Re: [PATCH v2 7/8] sched/schedutil: Add a new tunable to dictate response time
From: Rafael J. Wysocki
Date: Mon Dec 11 2023 - 15:21:31 EST
On Sun, Dec 10, 2023 at 9:40 PM Qais Yousef <qyousef@xxxxxxxxxxx> wrote:
>
> On 12/08/23 19:06, Rafael J. Wysocki wrote:
> > On Fri, Dec 8, 2023 at 1:24 AM Qais Yousef <qyousef@xxxxxxxxxxx> wrote:
> > >
> > > The new tunable, response_time_ms, allow us to speed up or slow down
> > > the response time of the policy to meet the perf, power and thermal
> > > characteristic desired by the user/sysadmin. There's no single universal
> > > trade-off that we can apply for all systems even if they use the same
> > > SoC. The form factor of the system, the dominant use case, and in case
> > > of battery powered systems, the size of the battery and presence or
> > > absence of active cooling can play a big role on what would be best to
> > > use.
> > >
> > > The new tunable provides sensible defaults, but yet gives the power to
> > > control the response time to the user/sysadmin, if they wish to.
> > >
> > > This tunable is applied before we apply the DVFS headroom.
> > >
> > > The default behavior of applying 1.25 headroom can be re-instated easily
> > > now. But we continue to keep the min required headroom to overcome
> > > hardware limitation in its speed to change DVFS. And any additional
> > > headroom to speed things up must be applied by userspace to match their
> > > expectation for best perf/watt as it dictates a type of policy that will
> > > be better for some systems, but worse for others.
> > >
> > > There's a whitespace clean up included in sugov_start().
> > >
> > > Signed-off-by: Qais Yousef (Google) <qyousef@xxxxxxxxxxx>
> >
> > I thought that there was an agreement to avoid adding any new tunables
> > to schedutil.
>
> Oh. I didn't know that.
>
> What alternatives do we have? I couldn't see how can we universally make the
> response work for every possible system (not just SoC, but different platforms
> with same SoC even) and workloads. We see big power saving with no or little
> perf impact on many workloads when not applying the current 125%. Others want
> to push it faster under gaming scenarios etc to get more stable FPS.
>
> Hopefully uclamp will make the need for this tuning obsolete over time. But
> until userspace gains critical mass; I can't see how we can know best
> trade-offs for all myriads of use cases/systems.
>
> Some are happy to gain more perf and lose power. Others prefer to save power
> over perf. DVFS response time plays a critical role in this trade-off and I'm
> not sure how we can crystal ball it without delegating.

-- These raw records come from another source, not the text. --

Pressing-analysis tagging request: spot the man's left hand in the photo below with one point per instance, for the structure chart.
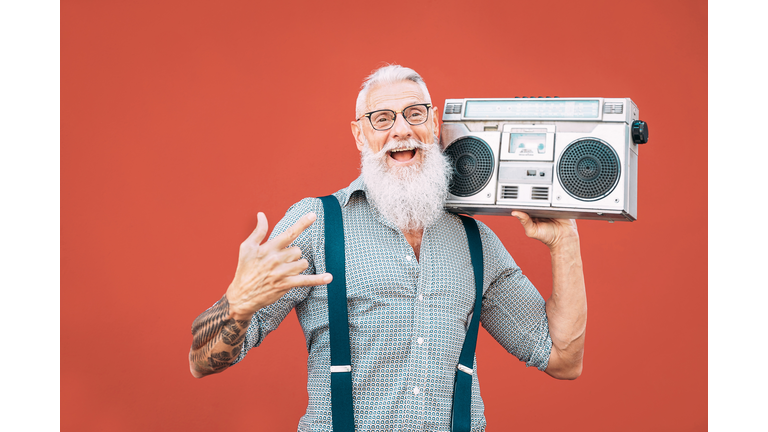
(551, 232)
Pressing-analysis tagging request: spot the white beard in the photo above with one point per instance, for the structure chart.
(412, 197)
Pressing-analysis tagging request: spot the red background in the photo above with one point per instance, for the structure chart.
(180, 120)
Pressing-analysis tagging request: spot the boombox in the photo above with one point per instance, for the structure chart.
(573, 158)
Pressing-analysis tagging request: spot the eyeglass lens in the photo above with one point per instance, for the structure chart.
(414, 115)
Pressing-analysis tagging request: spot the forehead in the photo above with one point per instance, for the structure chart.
(394, 96)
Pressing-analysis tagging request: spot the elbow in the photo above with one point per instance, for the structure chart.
(569, 374)
(564, 368)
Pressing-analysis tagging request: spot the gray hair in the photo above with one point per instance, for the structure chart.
(389, 74)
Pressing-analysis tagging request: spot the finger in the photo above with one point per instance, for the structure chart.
(262, 226)
(293, 268)
(289, 235)
(529, 225)
(309, 280)
(524, 219)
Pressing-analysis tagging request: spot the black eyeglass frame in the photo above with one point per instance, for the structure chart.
(401, 112)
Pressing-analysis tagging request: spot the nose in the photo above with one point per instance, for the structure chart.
(401, 129)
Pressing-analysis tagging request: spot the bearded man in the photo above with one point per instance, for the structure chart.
(410, 287)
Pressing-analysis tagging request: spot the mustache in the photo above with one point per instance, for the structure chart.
(396, 144)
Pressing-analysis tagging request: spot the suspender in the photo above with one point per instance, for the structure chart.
(338, 321)
(338, 325)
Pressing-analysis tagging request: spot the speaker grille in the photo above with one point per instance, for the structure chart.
(588, 169)
(472, 162)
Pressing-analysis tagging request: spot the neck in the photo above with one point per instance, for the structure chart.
(413, 237)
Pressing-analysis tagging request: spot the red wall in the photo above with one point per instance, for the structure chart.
(180, 120)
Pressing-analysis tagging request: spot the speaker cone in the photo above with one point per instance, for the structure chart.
(472, 162)
(589, 169)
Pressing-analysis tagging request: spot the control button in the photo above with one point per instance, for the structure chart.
(639, 132)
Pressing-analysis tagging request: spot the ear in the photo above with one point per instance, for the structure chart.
(357, 132)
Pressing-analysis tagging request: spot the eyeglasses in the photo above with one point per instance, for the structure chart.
(385, 119)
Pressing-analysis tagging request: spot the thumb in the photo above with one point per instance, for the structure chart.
(525, 221)
(262, 226)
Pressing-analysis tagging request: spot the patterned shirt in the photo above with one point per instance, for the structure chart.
(407, 318)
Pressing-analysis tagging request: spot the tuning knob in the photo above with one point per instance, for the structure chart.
(639, 132)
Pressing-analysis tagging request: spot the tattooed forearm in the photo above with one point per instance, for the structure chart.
(216, 339)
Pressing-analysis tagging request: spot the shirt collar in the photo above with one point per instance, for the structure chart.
(357, 185)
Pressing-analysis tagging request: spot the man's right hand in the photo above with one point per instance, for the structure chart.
(265, 272)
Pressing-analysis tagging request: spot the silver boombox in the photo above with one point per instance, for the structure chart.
(573, 158)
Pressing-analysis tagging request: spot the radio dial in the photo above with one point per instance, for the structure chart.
(639, 132)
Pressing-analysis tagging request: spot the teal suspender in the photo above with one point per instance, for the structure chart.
(338, 326)
(338, 322)
(461, 415)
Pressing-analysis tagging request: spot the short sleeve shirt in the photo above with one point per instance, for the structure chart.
(407, 317)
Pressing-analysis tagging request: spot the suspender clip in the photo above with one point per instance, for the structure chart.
(464, 369)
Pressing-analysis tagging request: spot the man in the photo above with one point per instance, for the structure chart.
(410, 285)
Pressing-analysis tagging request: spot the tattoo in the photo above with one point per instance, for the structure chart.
(208, 329)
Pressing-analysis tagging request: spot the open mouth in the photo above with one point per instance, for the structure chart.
(403, 154)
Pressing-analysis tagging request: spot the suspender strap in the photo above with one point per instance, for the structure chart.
(338, 321)
(461, 413)
(338, 325)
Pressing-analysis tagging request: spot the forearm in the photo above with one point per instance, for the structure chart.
(567, 310)
(217, 339)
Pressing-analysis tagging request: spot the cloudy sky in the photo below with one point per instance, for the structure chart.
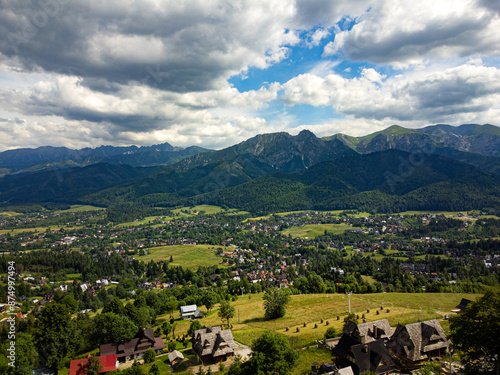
(213, 73)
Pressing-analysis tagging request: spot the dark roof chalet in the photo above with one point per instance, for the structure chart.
(213, 341)
(418, 339)
(372, 356)
(143, 341)
(463, 304)
(377, 329)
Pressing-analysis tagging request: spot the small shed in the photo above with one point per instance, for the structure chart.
(175, 357)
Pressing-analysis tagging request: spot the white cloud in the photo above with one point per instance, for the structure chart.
(124, 71)
(468, 91)
(403, 33)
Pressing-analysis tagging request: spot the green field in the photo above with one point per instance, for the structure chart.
(10, 213)
(191, 211)
(37, 230)
(187, 256)
(80, 208)
(313, 231)
(310, 309)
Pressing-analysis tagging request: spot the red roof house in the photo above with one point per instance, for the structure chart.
(79, 366)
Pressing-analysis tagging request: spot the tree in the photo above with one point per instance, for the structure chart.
(154, 370)
(272, 354)
(475, 334)
(149, 356)
(94, 365)
(111, 327)
(226, 311)
(195, 325)
(26, 354)
(209, 299)
(351, 317)
(166, 328)
(55, 336)
(330, 333)
(70, 302)
(134, 370)
(114, 306)
(275, 301)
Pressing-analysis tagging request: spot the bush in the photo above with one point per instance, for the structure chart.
(330, 333)
(149, 356)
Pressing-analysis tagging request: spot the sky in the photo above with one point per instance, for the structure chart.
(214, 73)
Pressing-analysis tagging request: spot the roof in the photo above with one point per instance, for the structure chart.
(79, 366)
(188, 309)
(346, 371)
(382, 327)
(419, 338)
(143, 341)
(173, 355)
(372, 356)
(344, 345)
(463, 304)
(213, 341)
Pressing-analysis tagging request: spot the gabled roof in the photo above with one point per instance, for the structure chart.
(372, 356)
(213, 341)
(344, 345)
(368, 329)
(422, 337)
(188, 309)
(175, 354)
(463, 304)
(144, 340)
(79, 366)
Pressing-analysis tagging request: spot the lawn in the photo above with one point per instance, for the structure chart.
(313, 231)
(80, 208)
(187, 256)
(10, 213)
(36, 230)
(311, 308)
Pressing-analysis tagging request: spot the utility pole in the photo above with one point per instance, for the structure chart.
(349, 296)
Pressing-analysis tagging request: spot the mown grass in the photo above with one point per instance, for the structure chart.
(37, 229)
(307, 357)
(79, 208)
(310, 309)
(10, 213)
(313, 231)
(187, 256)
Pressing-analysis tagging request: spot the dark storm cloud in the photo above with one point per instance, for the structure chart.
(178, 46)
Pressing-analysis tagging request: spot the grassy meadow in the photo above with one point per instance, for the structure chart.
(187, 256)
(310, 309)
(315, 230)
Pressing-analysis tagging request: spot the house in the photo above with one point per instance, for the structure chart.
(191, 312)
(175, 357)
(134, 348)
(365, 332)
(213, 344)
(418, 342)
(80, 366)
(329, 369)
(369, 356)
(463, 305)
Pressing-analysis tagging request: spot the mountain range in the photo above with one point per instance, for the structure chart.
(436, 167)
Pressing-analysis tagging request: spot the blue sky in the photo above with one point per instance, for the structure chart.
(216, 73)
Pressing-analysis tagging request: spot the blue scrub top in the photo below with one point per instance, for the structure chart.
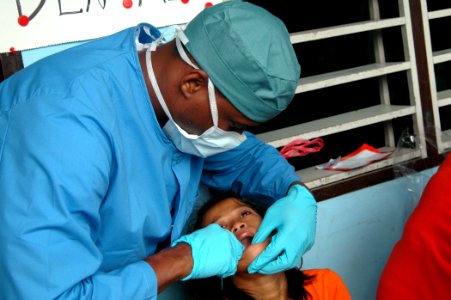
(90, 184)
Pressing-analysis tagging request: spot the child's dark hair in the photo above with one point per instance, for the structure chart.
(215, 288)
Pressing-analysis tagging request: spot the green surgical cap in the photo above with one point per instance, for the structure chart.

I understand the motivation, but counter-arguments are based on the
experience with the cpufreq governors predating schedutil, especially
ondemand. Namely, at one point people focused on adjusting all of the
governor tunables to their needs without contributing any code or even
insights back, so when schedutil was introduced, a decision was made
to reduce the tunability to a minimum (preferably no tunables at all,
but it turned out to be hard to avoid the one tunable existing today).
Peter was involved in those discussions and I think that the point
made then is still valid.
The headroom formula was based on the observation that it would be a
good idea to have some headroom in the majority of cases and on the
balance between the simplicity of computation and general suitability.
Of course, it is hard to devise a single value that will work for
everyone, but tunables complicate things from the maintenance
perspective. For example, the more tunables there are, the harder it
is to make changes without altering the behavior in ways that will
break someone's setup.